In practice, HIPAA compliance starts with knowing exactly what information the HIPAA Privacy Rule protects, recognizing PHI in every form, honoring individual rights, and embedding safeguards into daily operations. Consistent execution turns compliance into a durable trust advantage.

FAQs

What qualifies as protected health information under HIPAA?

PHI is individually identifiable health information related to a person’s health, the care they receive, or payment for that care, when it includes one or more identifiers (such as name, date of birth, or medical record number) and is created or handled by a covered entity or business associate.

How does the HIPAA Privacy Rule apply to electronic health records?

The Privacy Rule governs privacy for PHI in any form, including EHRs.
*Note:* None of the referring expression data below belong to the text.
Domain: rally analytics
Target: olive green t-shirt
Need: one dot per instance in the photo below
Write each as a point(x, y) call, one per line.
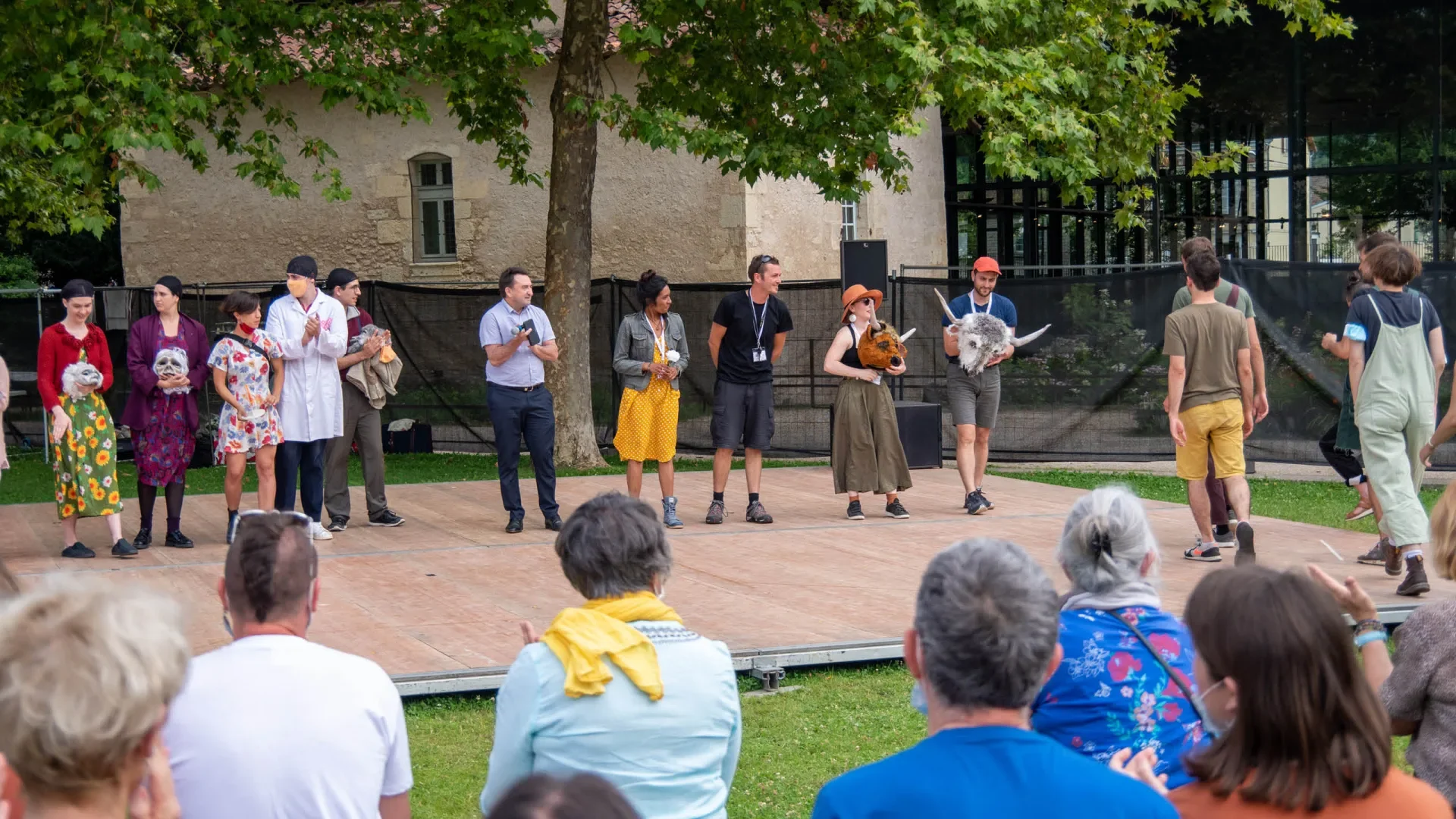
point(1209, 337)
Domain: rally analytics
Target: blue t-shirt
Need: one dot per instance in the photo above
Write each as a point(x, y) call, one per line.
point(992, 773)
point(999, 306)
point(1110, 692)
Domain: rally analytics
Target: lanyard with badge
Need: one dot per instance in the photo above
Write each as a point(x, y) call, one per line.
point(759, 353)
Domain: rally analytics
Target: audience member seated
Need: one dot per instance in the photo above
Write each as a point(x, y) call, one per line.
point(1419, 689)
point(273, 725)
point(984, 640)
point(86, 673)
point(620, 687)
point(1296, 729)
point(1126, 672)
point(542, 796)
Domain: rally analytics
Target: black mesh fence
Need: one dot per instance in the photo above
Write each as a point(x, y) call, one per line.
point(1090, 390)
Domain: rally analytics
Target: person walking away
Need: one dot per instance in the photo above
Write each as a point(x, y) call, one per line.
point(248, 375)
point(1237, 297)
point(651, 354)
point(745, 343)
point(517, 340)
point(867, 455)
point(162, 411)
point(1210, 404)
point(1395, 360)
point(976, 400)
point(362, 423)
point(312, 331)
point(273, 723)
point(83, 439)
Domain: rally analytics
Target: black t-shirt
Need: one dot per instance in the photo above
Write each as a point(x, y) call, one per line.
point(745, 319)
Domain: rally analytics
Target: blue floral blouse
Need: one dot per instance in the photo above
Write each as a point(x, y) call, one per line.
point(1110, 692)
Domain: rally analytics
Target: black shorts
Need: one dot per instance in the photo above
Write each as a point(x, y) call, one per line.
point(743, 413)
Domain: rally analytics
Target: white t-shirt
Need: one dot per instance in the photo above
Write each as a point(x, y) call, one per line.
point(274, 726)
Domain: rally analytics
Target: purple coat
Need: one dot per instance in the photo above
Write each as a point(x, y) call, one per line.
point(142, 352)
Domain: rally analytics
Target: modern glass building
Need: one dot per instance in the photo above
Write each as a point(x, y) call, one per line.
point(1346, 137)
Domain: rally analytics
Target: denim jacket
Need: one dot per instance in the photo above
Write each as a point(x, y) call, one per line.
point(635, 346)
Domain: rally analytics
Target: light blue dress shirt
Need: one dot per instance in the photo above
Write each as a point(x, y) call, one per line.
point(673, 758)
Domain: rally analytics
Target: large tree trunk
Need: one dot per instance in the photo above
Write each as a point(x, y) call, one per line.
point(568, 226)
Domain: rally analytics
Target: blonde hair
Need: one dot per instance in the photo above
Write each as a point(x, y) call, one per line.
point(1443, 532)
point(86, 670)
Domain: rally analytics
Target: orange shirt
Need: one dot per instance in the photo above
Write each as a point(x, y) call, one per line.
point(1400, 796)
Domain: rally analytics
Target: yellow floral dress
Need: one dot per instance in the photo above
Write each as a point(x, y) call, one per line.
point(86, 461)
point(647, 420)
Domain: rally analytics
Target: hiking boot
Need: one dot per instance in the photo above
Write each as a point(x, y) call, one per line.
point(1416, 582)
point(1244, 534)
point(1203, 553)
point(384, 518)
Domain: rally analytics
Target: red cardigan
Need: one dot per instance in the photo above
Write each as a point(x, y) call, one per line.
point(60, 350)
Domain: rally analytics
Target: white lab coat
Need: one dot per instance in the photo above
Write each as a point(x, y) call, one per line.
point(312, 406)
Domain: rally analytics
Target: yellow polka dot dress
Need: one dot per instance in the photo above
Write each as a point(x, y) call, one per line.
point(647, 422)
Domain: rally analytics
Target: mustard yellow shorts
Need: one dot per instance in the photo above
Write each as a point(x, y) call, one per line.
point(1215, 428)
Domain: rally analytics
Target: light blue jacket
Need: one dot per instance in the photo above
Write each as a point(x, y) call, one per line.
point(673, 758)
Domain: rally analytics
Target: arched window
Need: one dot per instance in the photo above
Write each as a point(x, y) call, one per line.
point(431, 184)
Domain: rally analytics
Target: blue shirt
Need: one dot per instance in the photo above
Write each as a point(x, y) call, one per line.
point(999, 306)
point(1110, 692)
point(992, 773)
point(673, 758)
point(498, 325)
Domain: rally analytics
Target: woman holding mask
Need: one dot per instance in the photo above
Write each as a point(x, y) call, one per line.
point(162, 411)
point(242, 363)
point(83, 439)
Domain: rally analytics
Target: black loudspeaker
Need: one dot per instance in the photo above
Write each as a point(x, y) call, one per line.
point(864, 261)
point(919, 433)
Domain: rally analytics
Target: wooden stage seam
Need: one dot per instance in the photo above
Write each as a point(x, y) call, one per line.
point(446, 591)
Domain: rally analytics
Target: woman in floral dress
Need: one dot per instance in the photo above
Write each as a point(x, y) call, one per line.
point(242, 363)
point(82, 436)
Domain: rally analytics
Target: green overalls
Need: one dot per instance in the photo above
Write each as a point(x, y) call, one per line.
point(1397, 416)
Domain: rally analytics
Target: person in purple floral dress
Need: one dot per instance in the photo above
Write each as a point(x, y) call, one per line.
point(162, 410)
point(1111, 691)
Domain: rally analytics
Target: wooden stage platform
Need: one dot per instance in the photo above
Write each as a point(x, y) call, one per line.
point(446, 591)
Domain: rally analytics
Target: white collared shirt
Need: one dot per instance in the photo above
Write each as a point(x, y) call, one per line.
point(312, 406)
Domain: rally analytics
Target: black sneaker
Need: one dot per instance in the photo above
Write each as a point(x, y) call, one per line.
point(976, 503)
point(384, 519)
point(1416, 582)
point(1244, 534)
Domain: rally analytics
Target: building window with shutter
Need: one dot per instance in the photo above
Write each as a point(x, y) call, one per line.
point(433, 193)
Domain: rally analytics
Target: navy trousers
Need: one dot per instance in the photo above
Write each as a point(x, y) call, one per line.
point(532, 414)
point(302, 458)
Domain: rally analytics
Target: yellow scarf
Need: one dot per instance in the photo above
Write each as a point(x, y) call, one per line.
point(580, 637)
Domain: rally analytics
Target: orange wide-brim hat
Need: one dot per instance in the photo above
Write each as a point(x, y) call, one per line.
point(855, 293)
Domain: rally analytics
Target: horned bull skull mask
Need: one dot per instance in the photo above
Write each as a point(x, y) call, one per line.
point(982, 337)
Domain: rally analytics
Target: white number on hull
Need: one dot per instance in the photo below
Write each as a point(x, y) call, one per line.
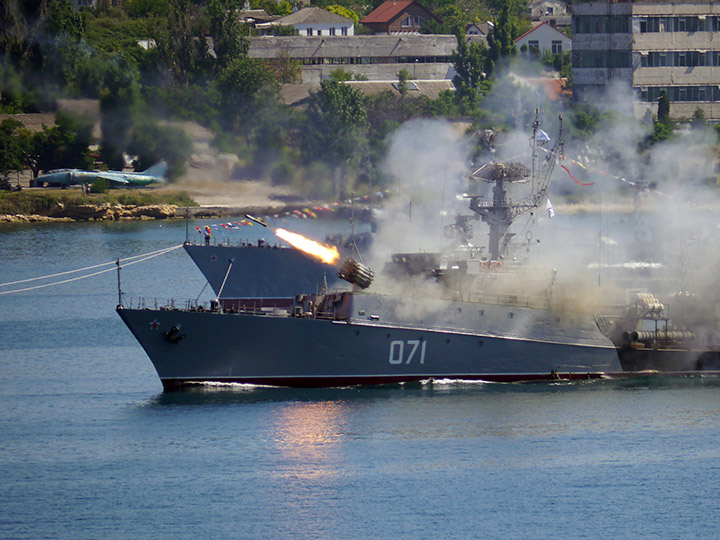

Alongside it, the Security Rule requires administrative, physical, and technical safeguards for ePHI—access controls, audit logs, encryption, and risk management—to keep electronic health records protected.

Are employment records included in PHI protection?

Employment records that a covered entity maintains in its role as an employer are not PHI (for example, HR files, leave requests). The same health details can be PHI in the medical record but not in the employer’s HR record.

What rights do individuals have regarding their PHI under HIPAA?

Individuals have the right to access and obtain copies, direct a copy to a third party, request amendments, receive an accounting of disclosures, ask for restrictions, request confidential communications, obtain a Notice of Privacy Practices, and file a complaint without retaliation.